The regulation of NO delivery to vascular smooth muscle cells, the effects of an increase in Mg2+i on Ca2+ current in ventricular myocytes during transient cardiac ischemia, and the silencing through SUMOylation of acid-sensitive K+ channels in the cerebellum
Decreasing cardiac calcium influx
Despite the existence of complex vascular regulatory mechanisms, the blood supply to a crucial tissue can be interrupted, and this will elicit various responses. For instance, transient cardiac ischemia leads to an increase in Mg2+i in ventricular myocytes and then to an increase in sympathetic tone. β-adrenergic receptor signaling increases L-type Ca2+ current (ICa,L) through activation of the protein kinase A (PKA) signaling cascade and the phosphorylation of the Cav1.2 Ca2+ channel. In the absence of β-adrenergic receptor signaling, increased Mg2+i decreases ICa,L; however, Mg2+ can interact with the PKA signaling cascade at various points and thus the effect on ICa,L of a rise in Mg2+i in the context of increased β-adrenergic signaling is unclear. In this issue, Brunet et al. found that increasing Mg2+i decreased stimulation of ICa,L in response to subsequent exposure to the β-adrenergic agonist isoproteronol in isolated adult mouse ventricular myocytes. A careful pharmacological analysis of the effects of increasing Mg2+i on ICa,L in conjunction with activation of distinct steps in the PKA pathway or direct activation of Cav1.2 indicated that Mg2+ likely acts directly on Cav1.2, functioning downstream of the PKA pathway to inhibit Ca2+ influx. Brunet et al. (2013) propose that, during transient ischemia, the rise in Mg2+i—caused by hydrolysis of Mg2+-ATP—provides a cell-autonomous mechanism for limiting calcium influx, and thereby metabolic stress, even under conditions of increased sympathetic tone.
A silent partner
Ischemia can also lead to a decrease in pH, affecting the function of acid-sensitive ion channels such as the TASK channels proposed to mediate the acid-sensitive component of the standing outward K+ current (IKso) in cerebellar granule cells.
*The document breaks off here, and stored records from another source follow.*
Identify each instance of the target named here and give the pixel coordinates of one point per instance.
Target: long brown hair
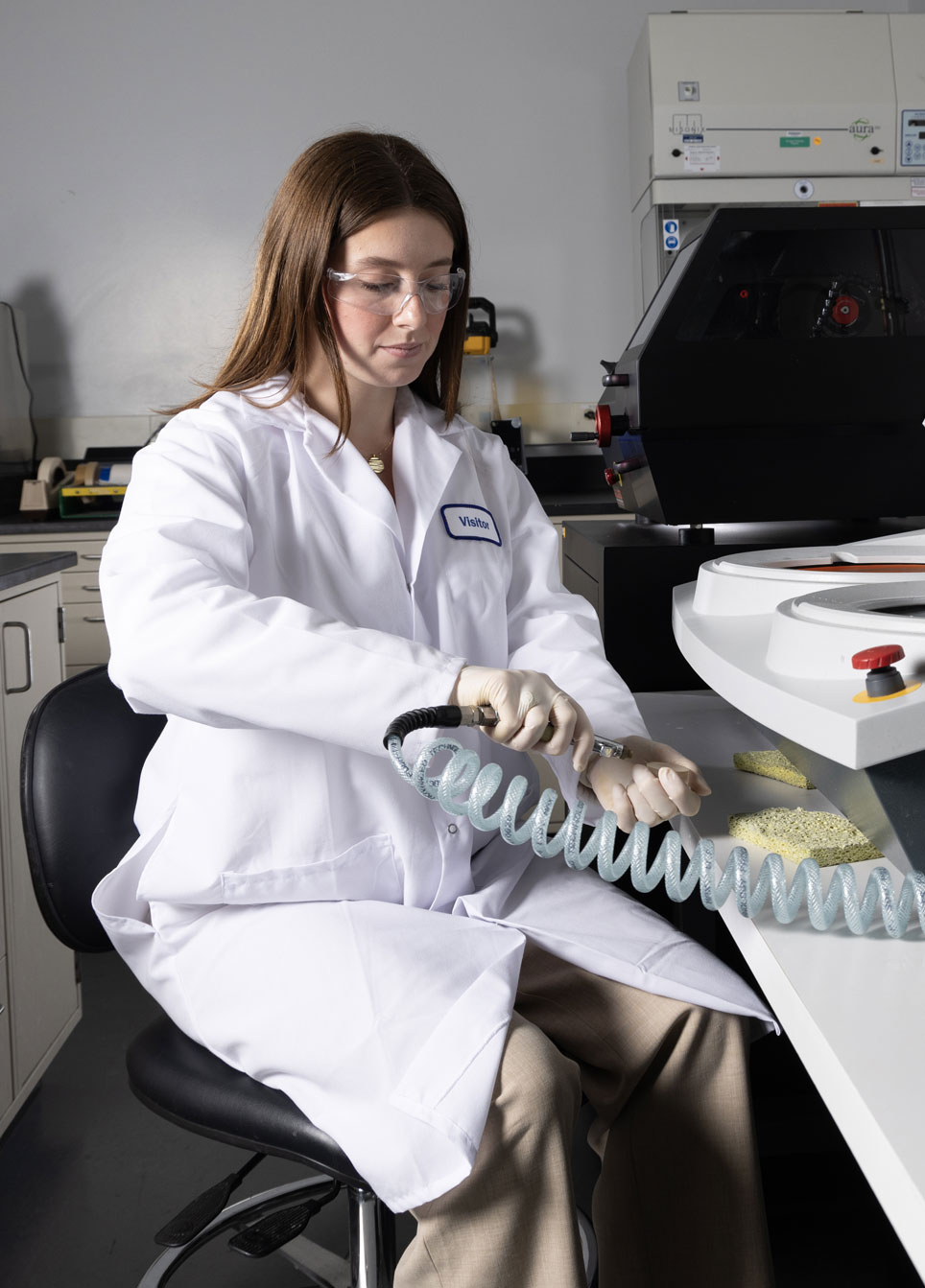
(337, 187)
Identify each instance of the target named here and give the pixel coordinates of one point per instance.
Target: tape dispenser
(41, 492)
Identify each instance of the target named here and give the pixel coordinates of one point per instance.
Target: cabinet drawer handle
(27, 642)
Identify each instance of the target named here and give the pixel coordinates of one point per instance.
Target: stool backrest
(82, 759)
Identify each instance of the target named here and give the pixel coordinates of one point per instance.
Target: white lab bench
(849, 1003)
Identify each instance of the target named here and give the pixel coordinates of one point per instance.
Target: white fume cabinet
(770, 109)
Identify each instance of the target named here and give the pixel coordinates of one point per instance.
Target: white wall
(143, 141)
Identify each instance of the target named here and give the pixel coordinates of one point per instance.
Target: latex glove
(654, 785)
(526, 702)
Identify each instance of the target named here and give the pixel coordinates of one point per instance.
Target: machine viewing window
(808, 284)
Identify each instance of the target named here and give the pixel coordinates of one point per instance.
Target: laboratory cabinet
(38, 990)
(86, 643)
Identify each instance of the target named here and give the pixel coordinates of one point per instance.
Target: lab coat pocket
(368, 870)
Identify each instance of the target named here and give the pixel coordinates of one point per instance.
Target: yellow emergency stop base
(886, 697)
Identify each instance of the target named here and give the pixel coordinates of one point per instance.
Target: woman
(312, 548)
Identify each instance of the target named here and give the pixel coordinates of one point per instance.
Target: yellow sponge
(771, 764)
(801, 833)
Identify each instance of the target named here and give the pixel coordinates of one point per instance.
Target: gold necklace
(375, 461)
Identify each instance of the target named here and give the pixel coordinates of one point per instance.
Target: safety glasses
(390, 293)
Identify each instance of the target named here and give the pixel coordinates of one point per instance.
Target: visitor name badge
(470, 523)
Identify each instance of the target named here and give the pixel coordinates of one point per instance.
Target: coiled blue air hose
(465, 774)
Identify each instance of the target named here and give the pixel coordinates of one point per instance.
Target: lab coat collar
(345, 470)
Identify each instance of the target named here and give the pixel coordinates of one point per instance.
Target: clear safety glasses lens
(388, 293)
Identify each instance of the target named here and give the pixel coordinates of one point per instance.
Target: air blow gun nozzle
(487, 716)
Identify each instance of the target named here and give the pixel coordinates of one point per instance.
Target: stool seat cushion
(190, 1086)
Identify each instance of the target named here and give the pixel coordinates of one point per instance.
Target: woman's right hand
(526, 702)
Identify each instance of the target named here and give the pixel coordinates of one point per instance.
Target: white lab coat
(292, 902)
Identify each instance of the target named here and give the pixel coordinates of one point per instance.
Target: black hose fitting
(423, 717)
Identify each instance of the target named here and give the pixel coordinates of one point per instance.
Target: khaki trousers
(679, 1198)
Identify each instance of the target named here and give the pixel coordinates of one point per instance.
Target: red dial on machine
(872, 658)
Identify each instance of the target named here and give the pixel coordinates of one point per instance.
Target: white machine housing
(773, 633)
(770, 108)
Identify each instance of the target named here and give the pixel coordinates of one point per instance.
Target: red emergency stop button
(872, 658)
(883, 679)
(602, 423)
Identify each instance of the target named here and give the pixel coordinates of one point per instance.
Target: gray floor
(86, 1174)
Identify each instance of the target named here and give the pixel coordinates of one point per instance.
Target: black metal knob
(612, 378)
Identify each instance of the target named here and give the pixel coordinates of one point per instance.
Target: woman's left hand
(654, 785)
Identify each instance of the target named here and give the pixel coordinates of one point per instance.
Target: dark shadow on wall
(47, 345)
(518, 356)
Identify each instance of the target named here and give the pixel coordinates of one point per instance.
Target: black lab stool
(82, 759)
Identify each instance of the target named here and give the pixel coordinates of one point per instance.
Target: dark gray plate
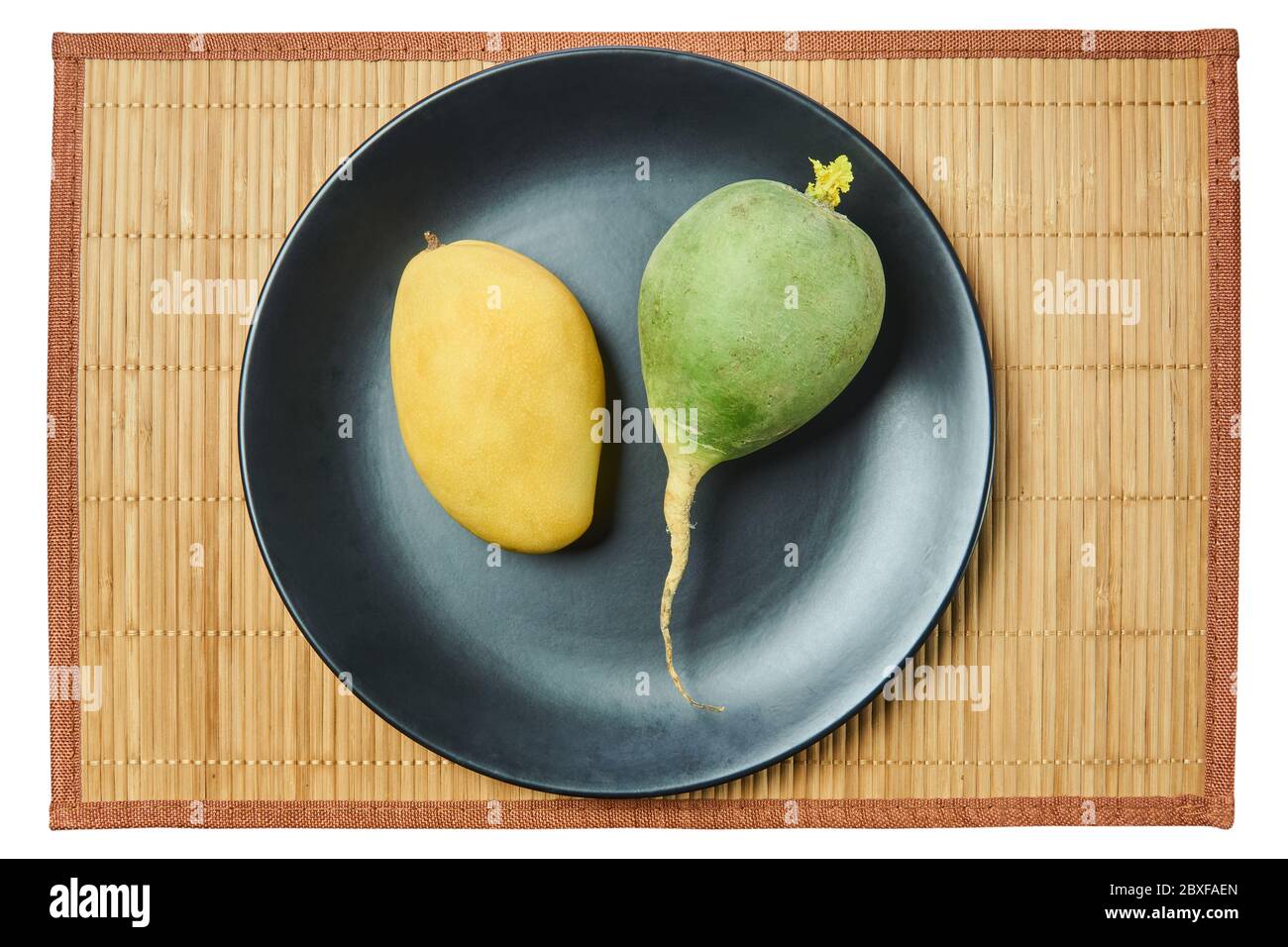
(529, 672)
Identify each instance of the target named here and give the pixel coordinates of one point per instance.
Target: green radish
(756, 309)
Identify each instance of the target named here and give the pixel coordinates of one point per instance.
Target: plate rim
(579, 52)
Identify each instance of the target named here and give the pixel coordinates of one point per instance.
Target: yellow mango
(496, 373)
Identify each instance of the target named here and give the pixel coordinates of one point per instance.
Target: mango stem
(829, 182)
(682, 482)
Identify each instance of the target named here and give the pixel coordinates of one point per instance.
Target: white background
(1260, 805)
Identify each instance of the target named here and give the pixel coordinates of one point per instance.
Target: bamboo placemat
(1103, 591)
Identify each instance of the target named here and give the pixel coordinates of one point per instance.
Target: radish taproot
(756, 309)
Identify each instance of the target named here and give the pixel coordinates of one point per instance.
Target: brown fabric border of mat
(1214, 808)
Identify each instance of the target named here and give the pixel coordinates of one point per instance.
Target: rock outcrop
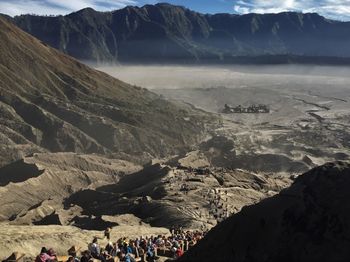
(307, 222)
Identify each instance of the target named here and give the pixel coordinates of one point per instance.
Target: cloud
(57, 7)
(334, 9)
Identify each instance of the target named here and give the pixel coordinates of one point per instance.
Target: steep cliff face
(49, 101)
(307, 222)
(164, 32)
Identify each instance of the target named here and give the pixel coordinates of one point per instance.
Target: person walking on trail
(107, 233)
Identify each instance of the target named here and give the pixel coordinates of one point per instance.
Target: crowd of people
(129, 250)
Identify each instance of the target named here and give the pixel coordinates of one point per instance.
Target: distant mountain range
(168, 33)
(51, 102)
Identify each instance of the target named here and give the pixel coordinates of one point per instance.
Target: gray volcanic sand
(310, 105)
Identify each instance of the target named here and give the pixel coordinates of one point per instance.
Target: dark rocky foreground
(307, 222)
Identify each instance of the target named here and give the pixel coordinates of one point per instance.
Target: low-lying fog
(165, 77)
(309, 117)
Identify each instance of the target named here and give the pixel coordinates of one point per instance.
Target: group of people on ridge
(128, 250)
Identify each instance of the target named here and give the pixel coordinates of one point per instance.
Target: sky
(334, 9)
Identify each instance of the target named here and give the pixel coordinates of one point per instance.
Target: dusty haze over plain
(168, 77)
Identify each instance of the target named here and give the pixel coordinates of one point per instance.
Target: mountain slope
(49, 101)
(307, 222)
(164, 32)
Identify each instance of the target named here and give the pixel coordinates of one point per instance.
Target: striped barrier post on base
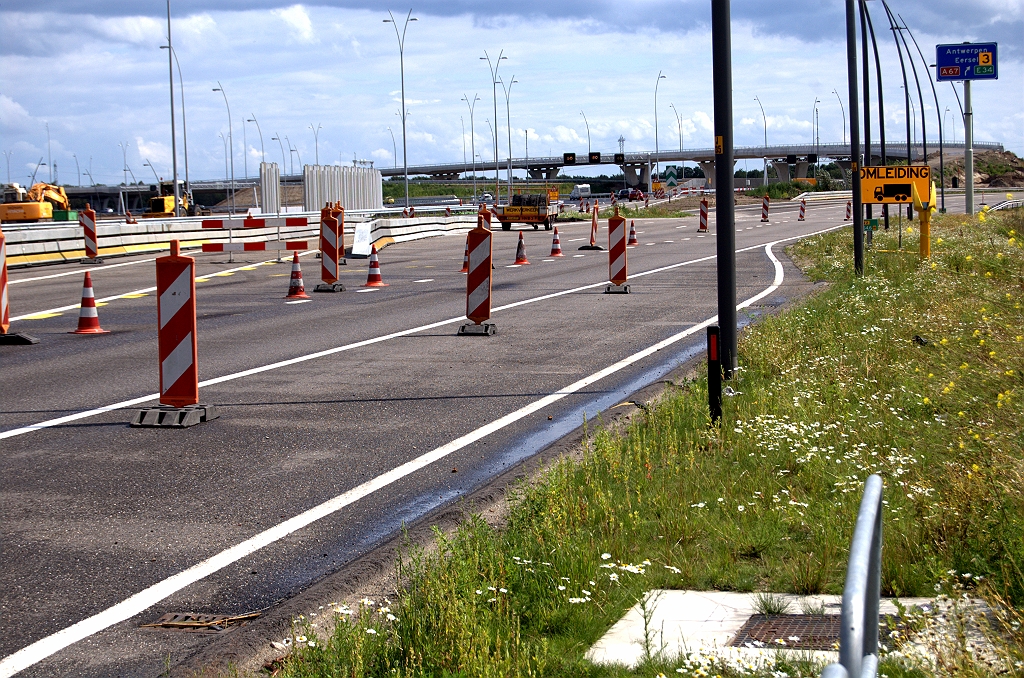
(478, 283)
(179, 406)
(616, 256)
(87, 219)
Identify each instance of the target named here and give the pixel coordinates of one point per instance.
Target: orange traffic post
(478, 283)
(179, 406)
(616, 256)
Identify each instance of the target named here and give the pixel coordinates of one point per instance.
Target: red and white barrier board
(176, 322)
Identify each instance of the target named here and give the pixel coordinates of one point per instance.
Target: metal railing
(858, 643)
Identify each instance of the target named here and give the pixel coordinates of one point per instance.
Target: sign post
(968, 61)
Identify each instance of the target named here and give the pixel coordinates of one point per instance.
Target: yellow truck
(39, 203)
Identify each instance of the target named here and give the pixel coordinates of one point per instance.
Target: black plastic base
(17, 339)
(483, 330)
(167, 417)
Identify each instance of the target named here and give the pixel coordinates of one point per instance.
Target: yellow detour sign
(893, 184)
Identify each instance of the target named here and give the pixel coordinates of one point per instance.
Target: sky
(92, 72)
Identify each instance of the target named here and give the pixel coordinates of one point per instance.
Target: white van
(580, 192)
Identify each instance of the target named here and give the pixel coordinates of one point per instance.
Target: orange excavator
(40, 202)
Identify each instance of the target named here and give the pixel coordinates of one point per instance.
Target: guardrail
(858, 643)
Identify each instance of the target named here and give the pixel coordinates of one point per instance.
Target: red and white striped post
(177, 346)
(478, 282)
(6, 337)
(87, 219)
(616, 256)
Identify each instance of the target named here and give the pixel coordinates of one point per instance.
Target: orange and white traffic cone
(556, 245)
(296, 289)
(520, 252)
(88, 320)
(465, 259)
(374, 278)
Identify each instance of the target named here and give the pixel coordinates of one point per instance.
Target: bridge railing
(858, 644)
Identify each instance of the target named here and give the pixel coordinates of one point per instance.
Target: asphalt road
(95, 512)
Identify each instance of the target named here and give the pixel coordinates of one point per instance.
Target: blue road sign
(967, 61)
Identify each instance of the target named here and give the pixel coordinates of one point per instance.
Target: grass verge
(912, 371)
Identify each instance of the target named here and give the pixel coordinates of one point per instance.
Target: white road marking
(141, 293)
(77, 272)
(150, 596)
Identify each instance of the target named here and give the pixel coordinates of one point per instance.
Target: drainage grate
(194, 623)
(793, 631)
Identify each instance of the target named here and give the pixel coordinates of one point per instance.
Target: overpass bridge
(790, 161)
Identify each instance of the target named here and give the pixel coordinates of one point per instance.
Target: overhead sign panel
(977, 60)
(893, 184)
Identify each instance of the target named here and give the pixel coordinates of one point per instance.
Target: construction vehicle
(163, 205)
(40, 202)
(529, 208)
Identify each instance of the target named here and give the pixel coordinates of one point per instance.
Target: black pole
(858, 211)
(935, 95)
(882, 109)
(714, 376)
(725, 223)
(867, 94)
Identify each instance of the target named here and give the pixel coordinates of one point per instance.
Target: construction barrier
(87, 219)
(478, 282)
(520, 252)
(176, 340)
(616, 256)
(88, 319)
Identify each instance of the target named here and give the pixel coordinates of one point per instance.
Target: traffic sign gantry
(967, 61)
(893, 184)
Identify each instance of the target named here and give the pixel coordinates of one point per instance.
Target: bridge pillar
(708, 166)
(781, 169)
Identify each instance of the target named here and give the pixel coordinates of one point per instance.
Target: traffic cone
(374, 278)
(296, 289)
(633, 234)
(556, 245)
(88, 320)
(465, 259)
(520, 252)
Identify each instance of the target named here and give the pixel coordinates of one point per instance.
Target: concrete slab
(704, 623)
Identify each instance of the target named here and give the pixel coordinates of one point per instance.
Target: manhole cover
(793, 631)
(195, 623)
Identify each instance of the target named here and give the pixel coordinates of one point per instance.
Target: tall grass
(912, 371)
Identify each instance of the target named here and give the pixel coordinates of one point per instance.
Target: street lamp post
(508, 125)
(657, 169)
(765, 118)
(262, 152)
(230, 141)
(494, 92)
(585, 122)
(472, 135)
(316, 139)
(401, 62)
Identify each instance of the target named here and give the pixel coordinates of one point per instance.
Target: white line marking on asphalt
(150, 596)
(143, 291)
(77, 272)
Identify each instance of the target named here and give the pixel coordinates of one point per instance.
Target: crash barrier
(858, 641)
(177, 347)
(355, 187)
(616, 256)
(39, 244)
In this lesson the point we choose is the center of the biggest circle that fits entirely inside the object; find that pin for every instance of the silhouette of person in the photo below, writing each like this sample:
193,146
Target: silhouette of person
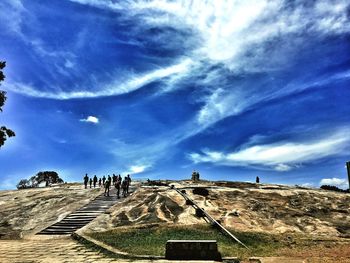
95,181
107,185
128,182
124,186
86,180
117,186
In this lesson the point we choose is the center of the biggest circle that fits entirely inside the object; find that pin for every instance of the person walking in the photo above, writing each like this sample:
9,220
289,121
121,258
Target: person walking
95,181
107,185
124,186
128,182
86,180
117,186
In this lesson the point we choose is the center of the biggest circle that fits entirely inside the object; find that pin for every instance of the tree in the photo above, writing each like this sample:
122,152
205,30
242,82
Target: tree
4,132
49,177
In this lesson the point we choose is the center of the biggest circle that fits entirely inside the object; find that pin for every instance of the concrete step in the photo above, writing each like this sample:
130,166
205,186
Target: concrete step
82,216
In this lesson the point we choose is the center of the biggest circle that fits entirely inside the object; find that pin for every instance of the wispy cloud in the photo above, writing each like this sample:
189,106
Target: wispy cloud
280,156
11,16
136,169
340,182
118,87
91,119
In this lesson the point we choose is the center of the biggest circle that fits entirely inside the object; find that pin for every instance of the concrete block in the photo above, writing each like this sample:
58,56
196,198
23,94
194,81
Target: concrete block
192,250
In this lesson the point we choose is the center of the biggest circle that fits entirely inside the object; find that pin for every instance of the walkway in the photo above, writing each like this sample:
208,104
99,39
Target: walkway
82,216
52,249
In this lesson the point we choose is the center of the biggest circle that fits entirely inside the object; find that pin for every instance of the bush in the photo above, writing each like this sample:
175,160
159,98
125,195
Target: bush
333,188
201,191
49,177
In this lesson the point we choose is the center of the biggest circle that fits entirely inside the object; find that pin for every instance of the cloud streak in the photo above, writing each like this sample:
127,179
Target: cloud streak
91,119
280,156
111,89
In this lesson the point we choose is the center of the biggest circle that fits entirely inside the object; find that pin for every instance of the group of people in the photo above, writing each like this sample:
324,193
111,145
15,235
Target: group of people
116,180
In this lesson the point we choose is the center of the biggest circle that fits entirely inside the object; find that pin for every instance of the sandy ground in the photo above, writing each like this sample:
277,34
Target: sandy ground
24,212
242,206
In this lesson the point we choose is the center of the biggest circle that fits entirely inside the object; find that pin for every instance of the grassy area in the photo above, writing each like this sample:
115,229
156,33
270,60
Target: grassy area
151,241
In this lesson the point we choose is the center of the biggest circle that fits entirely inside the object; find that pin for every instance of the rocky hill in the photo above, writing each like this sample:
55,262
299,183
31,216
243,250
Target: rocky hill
27,211
241,206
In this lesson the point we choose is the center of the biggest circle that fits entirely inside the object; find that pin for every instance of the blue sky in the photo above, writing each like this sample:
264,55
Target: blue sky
234,89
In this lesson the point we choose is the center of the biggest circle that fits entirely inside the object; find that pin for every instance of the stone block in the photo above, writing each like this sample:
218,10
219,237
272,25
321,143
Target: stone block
192,250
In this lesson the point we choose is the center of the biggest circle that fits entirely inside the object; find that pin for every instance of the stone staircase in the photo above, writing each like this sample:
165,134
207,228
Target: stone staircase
82,216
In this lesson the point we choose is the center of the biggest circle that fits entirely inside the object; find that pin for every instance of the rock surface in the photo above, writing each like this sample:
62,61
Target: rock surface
24,212
241,206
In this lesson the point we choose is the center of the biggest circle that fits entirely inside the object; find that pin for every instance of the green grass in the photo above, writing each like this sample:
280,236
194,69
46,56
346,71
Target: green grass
151,241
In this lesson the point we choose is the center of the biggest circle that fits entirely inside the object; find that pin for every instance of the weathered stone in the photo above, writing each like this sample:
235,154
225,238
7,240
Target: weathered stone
192,250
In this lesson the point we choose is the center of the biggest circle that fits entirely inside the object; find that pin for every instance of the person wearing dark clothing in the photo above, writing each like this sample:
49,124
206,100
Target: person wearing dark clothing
95,181
90,182
124,186
107,185
86,180
128,182
117,186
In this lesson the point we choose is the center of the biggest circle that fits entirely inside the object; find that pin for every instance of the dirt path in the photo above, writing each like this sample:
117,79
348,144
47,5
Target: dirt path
54,249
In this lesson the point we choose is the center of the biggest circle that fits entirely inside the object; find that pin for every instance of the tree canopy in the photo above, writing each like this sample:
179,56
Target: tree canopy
49,177
4,132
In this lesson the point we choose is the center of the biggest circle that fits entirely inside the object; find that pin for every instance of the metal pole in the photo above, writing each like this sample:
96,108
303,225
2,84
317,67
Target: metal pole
348,168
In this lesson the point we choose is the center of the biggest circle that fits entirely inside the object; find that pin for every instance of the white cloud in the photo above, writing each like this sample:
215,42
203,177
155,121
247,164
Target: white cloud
117,87
11,16
135,169
280,156
91,119
283,167
308,185
343,183
228,29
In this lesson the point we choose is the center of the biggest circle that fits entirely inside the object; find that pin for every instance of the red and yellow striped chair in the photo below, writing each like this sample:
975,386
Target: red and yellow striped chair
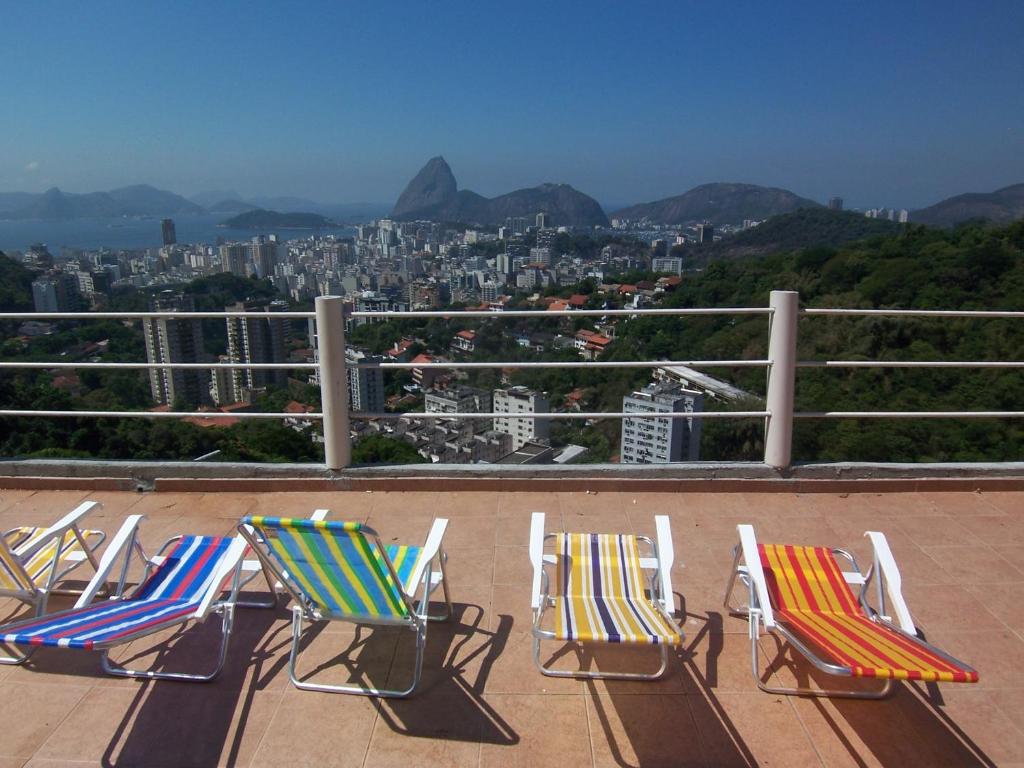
601,593
802,595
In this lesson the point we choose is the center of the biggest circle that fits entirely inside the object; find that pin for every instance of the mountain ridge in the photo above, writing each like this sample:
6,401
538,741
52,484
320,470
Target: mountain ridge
433,194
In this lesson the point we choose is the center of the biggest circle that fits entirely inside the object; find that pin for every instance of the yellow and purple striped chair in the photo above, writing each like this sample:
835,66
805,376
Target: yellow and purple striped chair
33,560
339,570
601,593
802,595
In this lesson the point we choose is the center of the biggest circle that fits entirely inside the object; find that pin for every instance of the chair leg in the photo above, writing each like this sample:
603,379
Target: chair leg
583,675
886,690
227,622
421,641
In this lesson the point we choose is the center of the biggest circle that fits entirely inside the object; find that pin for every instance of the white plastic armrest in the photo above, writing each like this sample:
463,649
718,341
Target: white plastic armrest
61,525
228,563
749,545
667,555
537,554
430,549
121,544
891,581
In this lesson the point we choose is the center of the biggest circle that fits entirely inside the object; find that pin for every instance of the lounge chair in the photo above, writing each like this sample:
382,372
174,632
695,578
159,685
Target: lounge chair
33,560
183,583
803,596
599,593
341,571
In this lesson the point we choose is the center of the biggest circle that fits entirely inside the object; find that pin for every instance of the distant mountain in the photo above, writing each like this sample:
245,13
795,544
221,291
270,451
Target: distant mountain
720,204
139,200
230,206
263,219
793,231
999,207
433,194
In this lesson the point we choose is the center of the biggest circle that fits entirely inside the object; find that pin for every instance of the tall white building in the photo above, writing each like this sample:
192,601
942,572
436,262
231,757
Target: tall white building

TASK channels are members of the two-pore domain K+ (K2P) channel family that consist of homo- or heterodimers of the K2P3 and K2P9 channel subunits. Using a combination of confocal microscopy, mRNA-specific probes, and cyanine dye–based signal amplification, Plant et al. (2012) found that transcripts encoding K2P1 were present in the same cultured cerebellar granule cells as transcripts encoding K2P3 and K2P9. K2P1 forms a potassium-selective channel that is electrically silenced through SUMOylation (covalently modified by small ubiquitin–related modifier protein [SUMO]), and FRET analysis indicated that SUMO1 was in close proximity with K2P1 at the neuronal surface. Unexpectedly, however, FRET was also apparent between SUMO1 and K2P3 and K2P9, which lack the lysine residue SUMOylated in K2P1. The deSUMOylating enzyme SENP1 increased IKso in cerebellar granule cells, and analyses of CHO cells heterologously expressing individual subunits, combinations of subunits, or concatenated proteins indicated that K2P3 and K2P9 were not SUMOylated but formed heterodimers with K2P1, with a single SUMO required to silence such K2P1-bearing heterodimers. When deSUMOylated, K2P1-bearing heterodimers mediated acid-sensitive IKso and, like homo- and heteromeric K2P3 and K2P9 channels, were responsive to the volatile anesthetic halothane. The authors postulate that incorporation of K2P1 into heterodimeric channels in cerebellar granule cells will enable the regulation through SUMOylation of their response to changes in pH, volatile anesthetics, and the various other agents to which these channels are sensitive.